Apologie pour l'histoire continue ou les carnets d'un médiéviste
Maintenant, je n’ai plus peur des anthropologues. Pas déçu du séjour. Le discours des anthropologues est saisissant par sa multiplicité. Je pensais que seuls les historiens pouvaient entrer dans des discussions quodlibétiques pour décortiquer les comportements des hommes du passé ; les anthropologues et les sociologues font mieux. Ils se crêpent le chignon avec une ardeur et une foi qui laissent rêveur. L’objet premier de la table ronde était « le don », tel que vu par Marcel Mauss dans sa célèbre étude. Pour rappel, Mauss avait dégagé les modalités de comportement de certaines sociétés relatives au « don » en les associant à des contre-dons, des dons en retour, quasi systématiques dans certaines conditions. Jusque là, rien que de simple, même si je schématise à outrance.
Il se trouve que cette grande théorie de Mauss sous-tend un pan entier de la réflexion sociologique et anthropologique. Et que, dans les grandes lignes comme dans le détail, les chercheurs en sciences de l’homme se précisent, se contredisent voire s’opposent violemment sur cette théorie. Entre les « héritiers » politiques qui se réclament du maître en construisant une grande théorie sociologique sur cette théorie du don-contre don, se définissant négativement les uns par rapport aux autres, et les anthropologues post-structuralistes qui tentent d’analyser les concepts, se déclinent des tas de formes de don-contre don, plus ou moins évoluées, chacune adaptées par les chercheurs à leur objet de travail. Je retiens l’approche d’Alain Testart, qui décompose les transactions humaines en trois axes :
L’axe de l’échange, avec deux transferts de biens réciproques qui sont obligatoires (achat d’un bien au magasin). L’axe du don, avec deux transferts de biens réciproques mais non exigibles et non obligatoires (le vrai don et le vrai contre-don). L’axe du troisième type, avec un transfert de biens unique et obligatoire, sans contre partie effective aucune (les impôts par exemple). Un bel instrument d’analyse qui permet de nourrir la réflexion sur le don ou l’échange.
On l’a compris : par delà les oppositions stériles, j’ai maintenant appréhendé l’anthropologie, qui me semble, assez paradoxalement, beaucoup moins obscure. L’historien peut user de l’anthropologie comme d’un instrument d’analyse et de l’ethnographie comme d’un moyen de comparaison.

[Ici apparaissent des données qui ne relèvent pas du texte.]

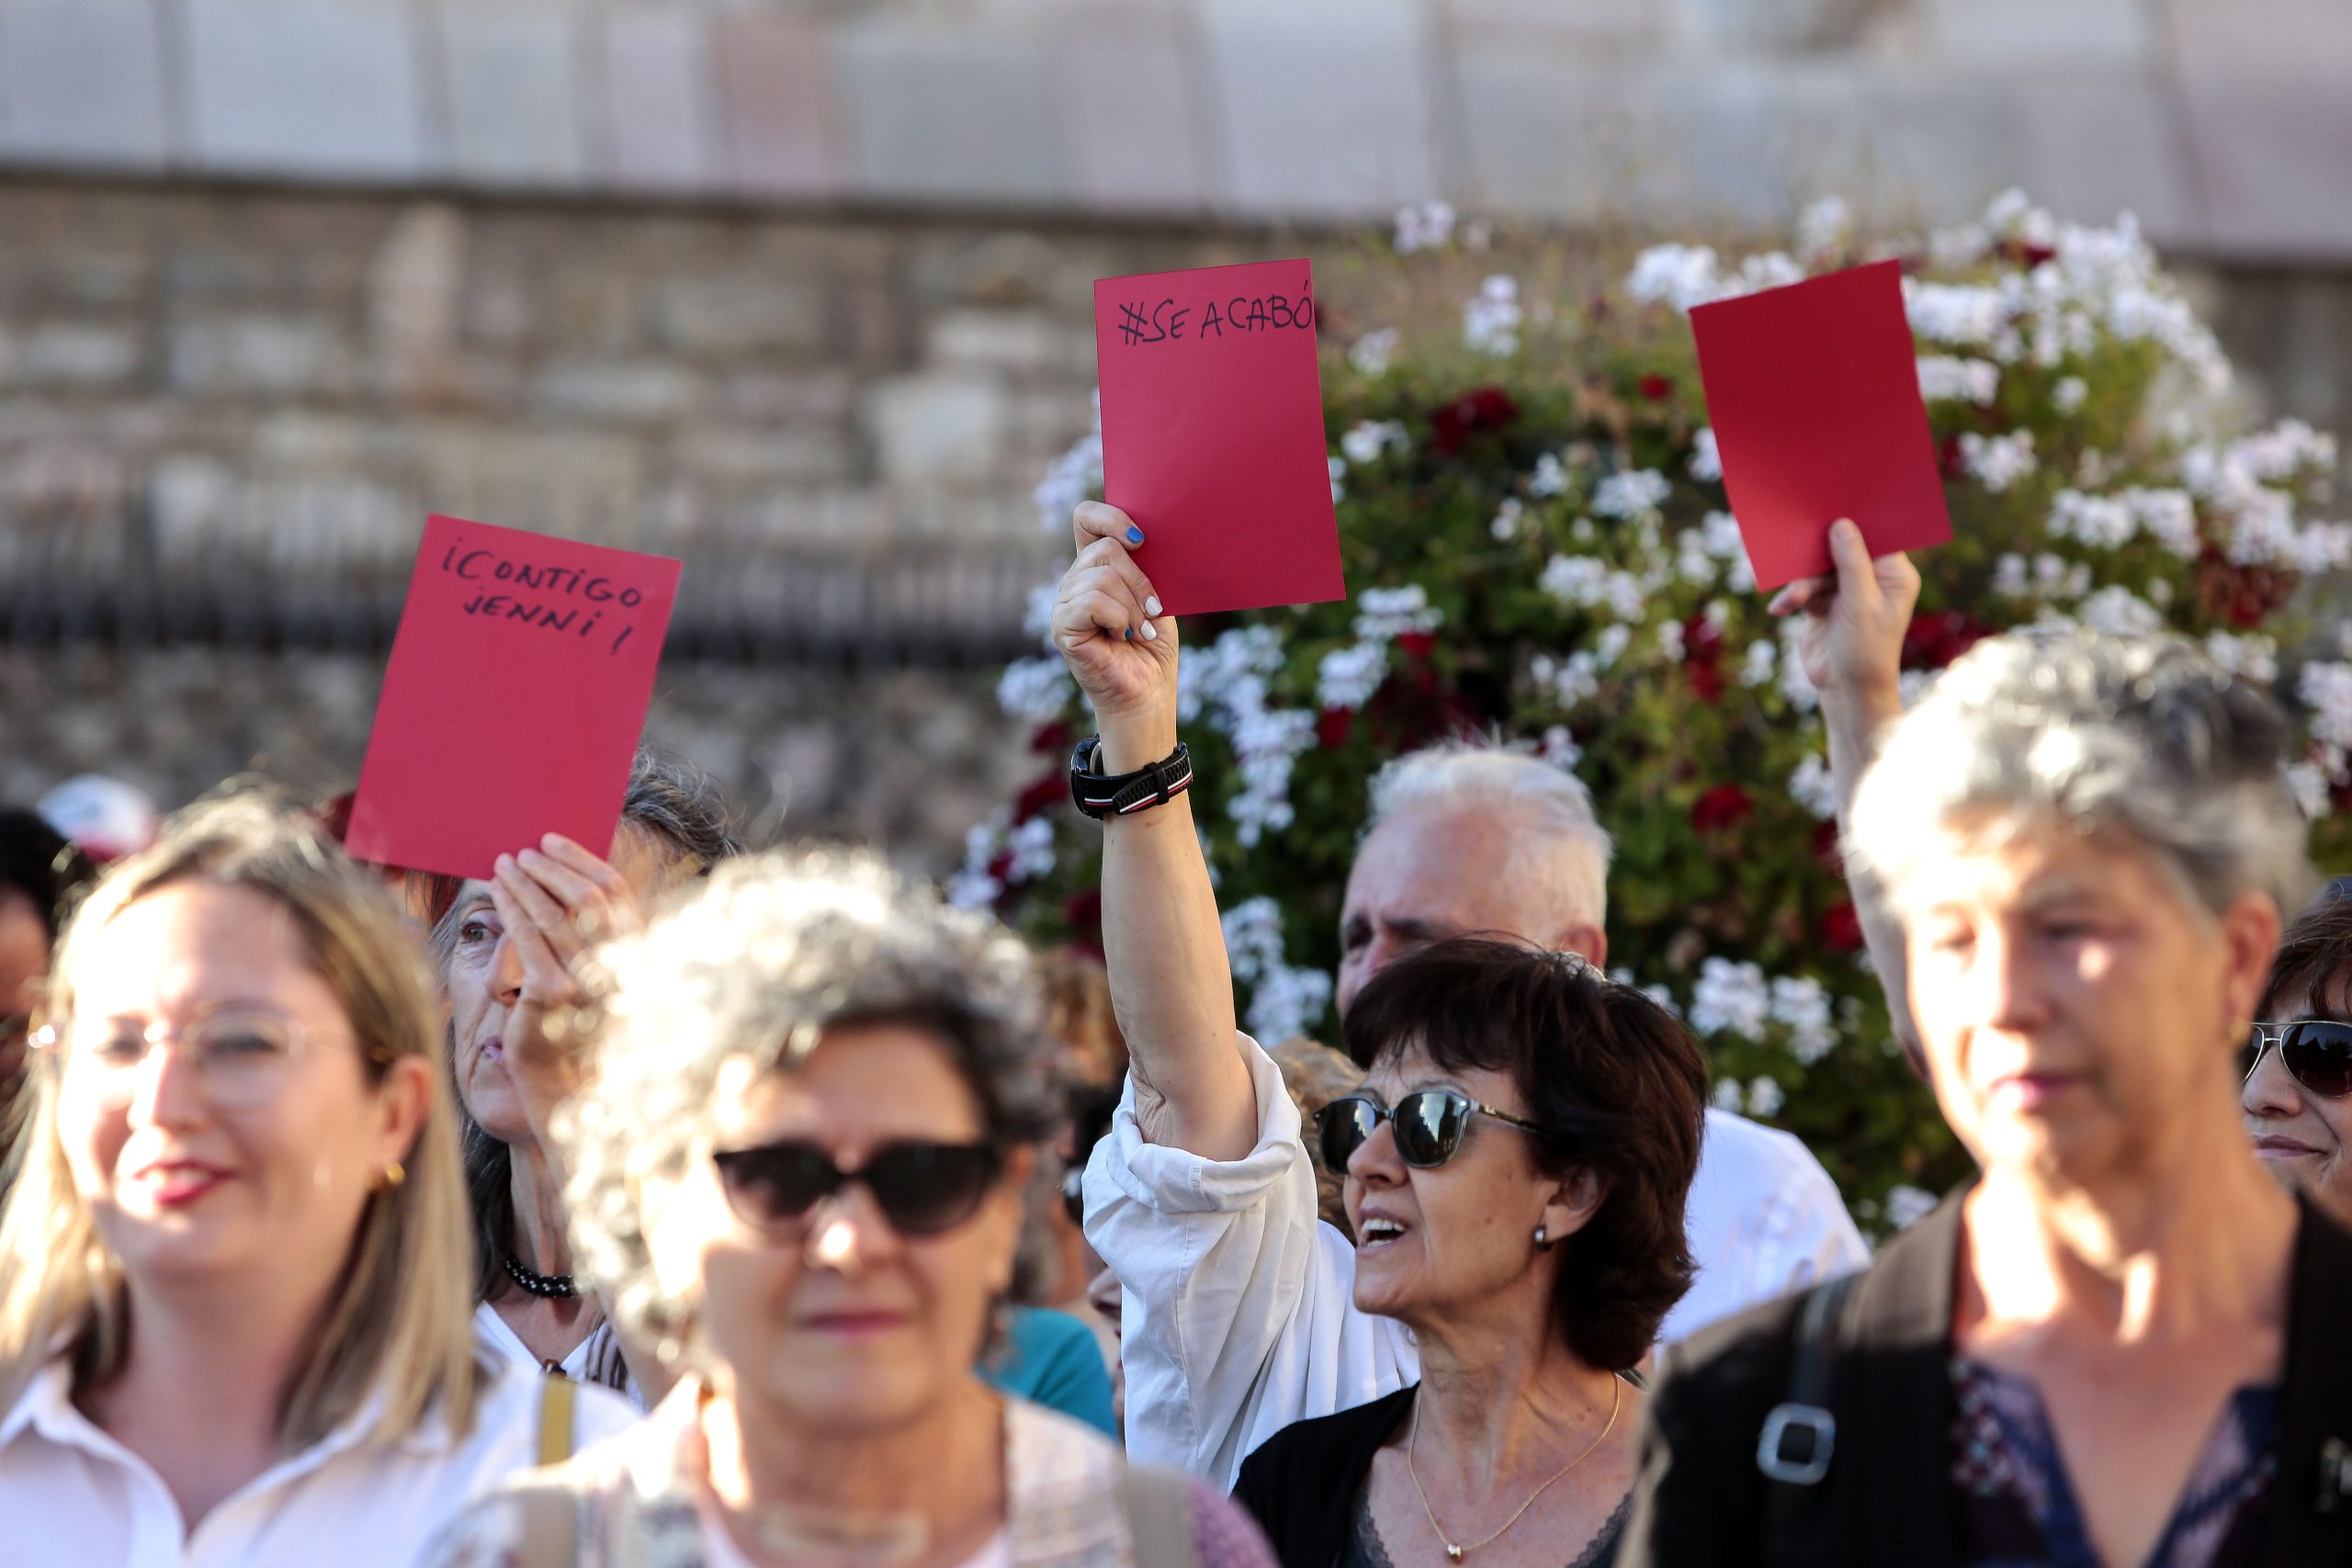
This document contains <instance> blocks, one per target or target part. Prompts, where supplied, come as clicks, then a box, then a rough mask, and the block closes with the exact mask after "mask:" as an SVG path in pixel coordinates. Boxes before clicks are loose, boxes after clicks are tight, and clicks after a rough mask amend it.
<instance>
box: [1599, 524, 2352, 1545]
mask: <svg viewBox="0 0 2352 1568" xmlns="http://www.w3.org/2000/svg"><path fill="white" fill-rule="evenodd" d="M1830 543H1832V557H1835V562H1837V576H1835V581H1828V578H1823V581H1813V583H1804V585H1799V588H1797V590H1795V592H1788V595H1783V599H1780V609H1783V611H1790V609H1804V611H1809V614H1811V618H1813V621H1811V628H1809V632H1806V668H1809V675H1811V677H1813V682H1816V686H1818V689H1820V693H1823V708H1825V715H1828V719H1830V731H1832V743H1835V745H1837V748H1839V755H1842V762H1844V764H1846V766H1849V769H1851V766H1853V764H1858V762H1865V759H1867V773H1865V776H1863V778H1860V785H1858V790H1856V795H1853V802H1851V811H1849V813H1846V865H1849V875H1851V877H1853V882H1856V893H1858V903H1867V905H1872V910H1875V912H1872V919H1875V922H1877V929H1875V938H1877V940H1875V950H1877V952H1879V954H1882V957H1884V959H1886V971H1884V978H1886V980H1889V1001H1891V1004H1893V1011H1896V1016H1898V1018H1905V1023H1907V1027H1910V1030H1912V1037H1915V1039H1917V1044H1919V1051H1922V1058H1924V1065H1926V1074H1929V1079H1931V1084H1933V1088H1936V1098H1938V1103H1940V1107H1943V1114H1945V1119H1947V1121H1950V1124H1952V1131H1955V1133H1957V1135H1959V1138H1962V1143H1964V1145H1966V1147H1969V1152H1971V1154H1973V1157H1976V1161H1978V1166H1980V1175H1978V1178H1976V1180H1973V1182H1971V1185H1969V1187H1964V1190H1962V1192H1955V1194H1952V1197H1950V1199H1947V1201H1945V1204H1943V1206H1940V1208H1938V1211H1936V1213H1931V1215H1929V1218H1926V1220H1922V1222H1919V1225H1915V1227H1912V1229H1907V1232H1905V1234H1900V1237H1896V1239H1893V1241H1891V1244H1889V1246H1886V1248H1884V1251H1882V1253H1879V1258H1877V1262H1875V1265H1872V1267H1870V1269H1867V1272H1863V1274H1858V1276H1849V1279H1844V1281H1832V1284H1828V1286H1818V1288H1813V1291H1809V1293H1804V1295H1797V1298H1790V1300H1785V1302H1776V1305H1769V1307H1759V1309H1757V1312H1752V1314H1745V1316H1740V1319H1733V1321H1729V1324H1722V1326H1717V1328H1710V1331H1703V1333H1700V1335H1698V1338H1693V1340H1689V1342H1686V1345H1682V1347H1675V1349H1668V1352H1665V1356H1663V1361H1661V1382H1658V1392H1656V1396H1653V1401H1651V1420H1649V1427H1646V1432H1644V1453H1642V1481H1639V1490H1637V1500H1635V1519H1632V1523H1630V1528H1628V1556H1625V1561H1628V1563H1635V1566H1639V1568H1651V1566H1665V1563H1675V1566H1682V1563H1693V1566H1696V1563H1708V1566H1710V1568H1715V1566H1719V1563H1799V1561H1802V1563H1905V1566H1912V1563H1926V1566H1931V1568H1936V1566H1955V1568H1990V1566H1992V1563H2152V1566H2157V1568H2220V1566H2237V1563H2343V1561H2352V1446H2347V1436H2352V1352H2345V1349H2343V1345H2345V1340H2343V1328H2340V1326H2343V1321H2347V1316H2352V1239H2347V1237H2345V1234H2343V1232H2340V1229H2336V1225H2333V1222H2328V1220H2324V1218H2321V1215H2319V1213H2317V1211H2314V1208H2310V1206H2307V1204H2298V1201H2296V1199H2291V1197H2288V1194H2286V1192H2281V1190H2279V1185H2277V1182H2272V1180H2270V1178H2267V1175H2265V1173H2263V1168H2260V1166H2258V1164H2256V1157H2253V1152H2251V1147H2249V1145H2246V1135H2244V1131H2241V1128H2239V1121H2237V1098H2234V1093H2232V1091H2234V1063H2237V1051H2239V1048H2241V1044H2244V1041H2246V1037H2249V1030H2251V1023H2253V1013H2256V1001H2258V997H2260V992H2263V980H2265V973H2267V971H2270V959H2272V950H2274V947H2277V943H2279V922H2281V910H2291V907H2300V903H2303V898H2305V893H2307V889H2310V867H2307V863H2305V853H2303V832H2305V830H2303V816H2300V811H2298V809H2296V797H2293V792H2291V790H2288V785H2286V776H2284V762H2286V757H2284V741H2286V726H2284V722H2281V717H2279V712H2277V710H2274V708H2272V703H2270V701H2267V696H2263V693H2260V691H2256V689H2253V686H2249V684H2246V682H2241V679H2234V677H2230V675H2225V672H2223V670H2218V668H2216V665H2213V663H2211V661H2206V658H2204V656H2201V654H2197V651H2194V649H2190V646H2187V644H2185V642H2178V639H2169V637H2105V639H2103V637H2091V635H2086V632H2072V630H2032V632H2011V635H2006V637H1997V639H1990V642H1985V644H1980V646H1978V649H1973V651H1971V654H1966V656H1964V658H1962V661H1959V663H1955V665H1952V668H1950V670H1947V672H1945V675H1943V677H1940V679H1938V682H1936V684H1933V689H1931V691H1929V693H1926V696H1924V698H1922V701H1919V703H1917V705H1915V708H1912V710H1910V712H1900V698H1898V696H1896V693H1893V670H1896V646H1898V644H1900V637H1903V628H1905V623H1907V621H1910V609H1912V602H1915V595H1917V574H1915V571H1912V569H1910V564H1907V562H1905V559H1900V557H1884V559H1879V562H1872V559H1870V555H1867V545H1865V543H1863V538H1860V531H1858V529H1856V527H1853V524H1851V522H1842V524H1837V527H1835V529H1832V536H1830ZM1872 750H1877V757H1875V759H1870V752H1872Z"/></svg>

Il faut éviter de demander aux anthropologues de faire de l’histoire et « juste » utiliser leurs conclusions comme des points de départ, des bases de travail plutôt que des fûts de colonne, des contreforts ou des murs de cathédrale. Les théories des anthropologues servent à faire du mortier, à tailler des pierres ou à colorer des murs. Cette révélation valait le détour.
Je suis dubitatif sur ce que tu dis. Enfin surtout cette phrase :
Je ne connais pas l'anthropologie. Cependant utiliser les conclusions d'une discipline pour appuyer ses théories me semble douteux. D'abord, dans le cadre d'une collaboration entre un anthropologue et un historien, cela orienterait dangereusement le fruit des recherches. Ensuite, il est important de comprendre comment l'anthropologue est arrivé à cette conclusion (est-ce qu'il ne s'appuie pas par exemple sur un historien que l'on trouve dépassé ?). Il est important de savoir critiquer le travail des anthropologues et ne pas, en effet, « juste » utiliser leurs conclusions.
Si je me permets de dire ce genre de choses, c'est par mon contact avec l'archéologie et les archéologues (qui curieusement s'accompagnait souvent de rillettes et de vin). Les historiens ont eu une méchante tendance à reprendre les conclusions des archéologues sans les critiquer, à vouloir que l'archéologie serve l'histoire (qu'elle soit orientée de manière à prouver ce qui se trouvent dans les textes).
Cela n'est bon, ni pour l'histoire, ni pour l'archéologie. Les historiens peuvent se retrouver à ne pas comprendre les archéologues, parce qu'il n'a pas été capable de comprendre et critiquer leur travail. Les archéologues peuvent se retrouver à fantasmer leur fouille (j'ai l'exemple d'un chantier, où le respectable professeur avait lu dans un texte du XIe qu'il y avait des vignes dans l'abbaye que l'on fouillait. Il cherchait à interpréter toutes petites bizarreries du sol comme le signe de la présence de vigne).
Bref, je connais beaucoup moins bien les rapports entre historiens et anthropologues (outre que l'on m'a dit que les historiens ne les lisaient plus après les années 60'). Si une collaboration peut être un apport intéressant à la recherche en histoire, je pense cependant qu'il ne faudra pas s'en contenter pour tapisser de papier peint les murs de sa démonstrations.